Too eager to wait for the official release? Well you can have the facebook timeline active on your profile with a few easy steps:

1) Go to facebook developer page and give permission to the developer app (click Allow)

2) Click on “Create a new App” button on the right top corner

3) Name your app: Display name can be anything but the app namespace has to be unique and distinct from any other fb apps – for example you cant just name it timeline – I named mine tardis :) how cool is that?. Confirm captcha and continue. To continue, you will have to add your mobile if you haven’t at the fb mobile confirmation.

4) Click on the Open graph link in the next page left hand menu or click here. Complete the two blanks in the fields with Watch a Movie for example. You are defining action and object… blah. You can add new action types later if needed. (Disclaimer: This exercise is for setting yourself up as a developer and does not matter in the least as you will never be using this app you are creating.).

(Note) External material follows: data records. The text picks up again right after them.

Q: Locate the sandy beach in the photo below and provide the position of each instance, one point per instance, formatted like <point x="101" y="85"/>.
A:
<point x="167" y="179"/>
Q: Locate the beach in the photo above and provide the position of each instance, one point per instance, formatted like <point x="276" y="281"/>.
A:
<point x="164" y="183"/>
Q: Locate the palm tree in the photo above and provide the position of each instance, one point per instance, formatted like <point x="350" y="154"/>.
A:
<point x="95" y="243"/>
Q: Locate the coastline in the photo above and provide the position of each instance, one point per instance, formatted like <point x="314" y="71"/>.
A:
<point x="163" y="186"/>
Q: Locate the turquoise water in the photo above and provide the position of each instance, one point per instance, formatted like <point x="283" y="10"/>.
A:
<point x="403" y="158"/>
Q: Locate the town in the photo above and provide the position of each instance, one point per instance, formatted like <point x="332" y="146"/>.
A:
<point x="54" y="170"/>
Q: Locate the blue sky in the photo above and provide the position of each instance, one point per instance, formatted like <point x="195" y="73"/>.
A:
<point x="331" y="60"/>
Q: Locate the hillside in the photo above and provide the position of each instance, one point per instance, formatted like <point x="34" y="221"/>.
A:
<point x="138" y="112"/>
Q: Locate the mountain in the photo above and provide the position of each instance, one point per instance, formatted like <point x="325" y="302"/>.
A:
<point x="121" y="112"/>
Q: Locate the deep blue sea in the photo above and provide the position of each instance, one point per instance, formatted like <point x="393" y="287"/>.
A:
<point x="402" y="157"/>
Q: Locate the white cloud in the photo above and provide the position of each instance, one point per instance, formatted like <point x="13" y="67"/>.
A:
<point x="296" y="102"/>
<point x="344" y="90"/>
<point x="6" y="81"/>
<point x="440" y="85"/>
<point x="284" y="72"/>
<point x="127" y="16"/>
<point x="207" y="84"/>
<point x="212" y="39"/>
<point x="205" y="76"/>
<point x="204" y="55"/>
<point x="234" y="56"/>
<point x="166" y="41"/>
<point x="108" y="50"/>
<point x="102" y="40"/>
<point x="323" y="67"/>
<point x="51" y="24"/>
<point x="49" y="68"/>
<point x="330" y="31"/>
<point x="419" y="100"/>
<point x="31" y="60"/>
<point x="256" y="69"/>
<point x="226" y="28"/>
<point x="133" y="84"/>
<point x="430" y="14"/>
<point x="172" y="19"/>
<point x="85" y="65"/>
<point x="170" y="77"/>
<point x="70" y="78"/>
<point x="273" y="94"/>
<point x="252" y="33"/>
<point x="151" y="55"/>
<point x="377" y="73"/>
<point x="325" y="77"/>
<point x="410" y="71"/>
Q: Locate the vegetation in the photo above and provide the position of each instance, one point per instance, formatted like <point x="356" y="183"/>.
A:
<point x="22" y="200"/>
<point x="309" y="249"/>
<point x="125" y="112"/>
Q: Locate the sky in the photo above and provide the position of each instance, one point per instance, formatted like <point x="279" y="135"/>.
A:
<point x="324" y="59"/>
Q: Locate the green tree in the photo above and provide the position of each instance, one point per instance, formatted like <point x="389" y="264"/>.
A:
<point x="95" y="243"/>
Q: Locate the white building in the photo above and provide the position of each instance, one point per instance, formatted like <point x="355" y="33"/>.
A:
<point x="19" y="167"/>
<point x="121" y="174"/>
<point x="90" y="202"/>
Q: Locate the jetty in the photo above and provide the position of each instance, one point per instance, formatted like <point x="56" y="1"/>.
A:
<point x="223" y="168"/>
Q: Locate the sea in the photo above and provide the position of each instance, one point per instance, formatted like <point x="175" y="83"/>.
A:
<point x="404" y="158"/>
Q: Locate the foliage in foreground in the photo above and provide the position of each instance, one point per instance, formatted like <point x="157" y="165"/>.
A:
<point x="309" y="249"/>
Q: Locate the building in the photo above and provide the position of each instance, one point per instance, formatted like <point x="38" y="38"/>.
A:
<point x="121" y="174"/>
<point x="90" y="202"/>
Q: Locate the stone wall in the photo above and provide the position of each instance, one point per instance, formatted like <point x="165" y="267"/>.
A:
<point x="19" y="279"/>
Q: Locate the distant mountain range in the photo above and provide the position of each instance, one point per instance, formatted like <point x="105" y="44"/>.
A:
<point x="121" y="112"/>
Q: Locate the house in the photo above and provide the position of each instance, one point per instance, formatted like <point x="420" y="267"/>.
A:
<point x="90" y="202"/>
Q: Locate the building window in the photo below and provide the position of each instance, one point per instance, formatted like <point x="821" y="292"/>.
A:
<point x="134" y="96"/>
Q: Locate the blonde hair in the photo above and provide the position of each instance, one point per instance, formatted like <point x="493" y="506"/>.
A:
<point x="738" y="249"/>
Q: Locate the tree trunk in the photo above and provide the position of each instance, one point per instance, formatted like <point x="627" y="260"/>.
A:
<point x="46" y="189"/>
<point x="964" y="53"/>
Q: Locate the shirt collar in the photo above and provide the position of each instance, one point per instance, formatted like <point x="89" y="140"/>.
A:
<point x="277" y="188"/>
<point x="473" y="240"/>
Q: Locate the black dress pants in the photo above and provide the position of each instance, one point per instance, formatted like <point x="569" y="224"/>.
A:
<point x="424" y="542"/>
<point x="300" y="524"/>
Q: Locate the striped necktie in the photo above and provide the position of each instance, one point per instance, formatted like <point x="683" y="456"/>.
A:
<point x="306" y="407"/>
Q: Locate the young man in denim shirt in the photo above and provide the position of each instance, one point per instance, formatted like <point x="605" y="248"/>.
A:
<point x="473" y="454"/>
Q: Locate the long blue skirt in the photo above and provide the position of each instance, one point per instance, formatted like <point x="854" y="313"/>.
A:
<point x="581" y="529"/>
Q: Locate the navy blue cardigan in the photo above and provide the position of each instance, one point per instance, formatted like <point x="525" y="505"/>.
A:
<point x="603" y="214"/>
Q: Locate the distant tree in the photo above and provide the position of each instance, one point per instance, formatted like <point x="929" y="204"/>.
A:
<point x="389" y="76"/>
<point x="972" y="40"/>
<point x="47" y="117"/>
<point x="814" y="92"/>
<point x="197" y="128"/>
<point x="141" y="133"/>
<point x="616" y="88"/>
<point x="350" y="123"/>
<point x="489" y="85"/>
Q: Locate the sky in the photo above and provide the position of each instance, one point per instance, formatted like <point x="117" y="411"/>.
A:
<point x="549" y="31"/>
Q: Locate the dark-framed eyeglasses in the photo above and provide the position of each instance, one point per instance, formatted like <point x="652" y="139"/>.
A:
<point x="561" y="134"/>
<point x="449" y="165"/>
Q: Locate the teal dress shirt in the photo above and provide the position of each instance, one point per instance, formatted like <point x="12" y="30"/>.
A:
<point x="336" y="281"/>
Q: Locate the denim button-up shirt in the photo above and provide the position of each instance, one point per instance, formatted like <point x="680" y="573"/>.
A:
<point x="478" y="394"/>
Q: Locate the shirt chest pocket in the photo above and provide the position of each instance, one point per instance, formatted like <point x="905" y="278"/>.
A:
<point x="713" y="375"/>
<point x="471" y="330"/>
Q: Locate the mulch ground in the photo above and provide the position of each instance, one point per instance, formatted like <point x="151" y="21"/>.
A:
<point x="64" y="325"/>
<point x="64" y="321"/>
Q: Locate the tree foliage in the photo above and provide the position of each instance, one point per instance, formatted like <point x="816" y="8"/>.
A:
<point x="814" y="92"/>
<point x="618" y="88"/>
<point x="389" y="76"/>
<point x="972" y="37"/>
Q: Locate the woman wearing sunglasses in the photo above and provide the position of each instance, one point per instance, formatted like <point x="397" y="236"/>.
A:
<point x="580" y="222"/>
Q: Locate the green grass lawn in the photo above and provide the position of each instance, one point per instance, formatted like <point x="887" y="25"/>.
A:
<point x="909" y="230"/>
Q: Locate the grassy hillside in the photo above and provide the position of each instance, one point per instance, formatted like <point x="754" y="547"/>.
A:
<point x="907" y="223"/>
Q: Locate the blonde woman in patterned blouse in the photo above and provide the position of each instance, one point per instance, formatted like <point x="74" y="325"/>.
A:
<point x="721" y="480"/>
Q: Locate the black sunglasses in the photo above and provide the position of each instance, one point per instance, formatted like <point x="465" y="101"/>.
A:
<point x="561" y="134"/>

Click ‘Get Started’. Save changes in next 2-3 pages and continue to home page.

5) On your homepage, you will see this update -

Developer Release
Introducing Timeline – a New Kind of Profile

Timeline is your collection of all the photos, posts, and apps that tell your story. To learn about building new social apps for timeline, visit the Facebook developer site. Click on the ‘Get it now’ button to enable timeline.

There you go, you are now a time traveller in the virtual world.

Note: Click ‘Publish Now’ on the right corner to share your world and go public with your timeline.

Please note: During the developer release, only other developers will be able to see your new timeline. Everyone else will see your old profile.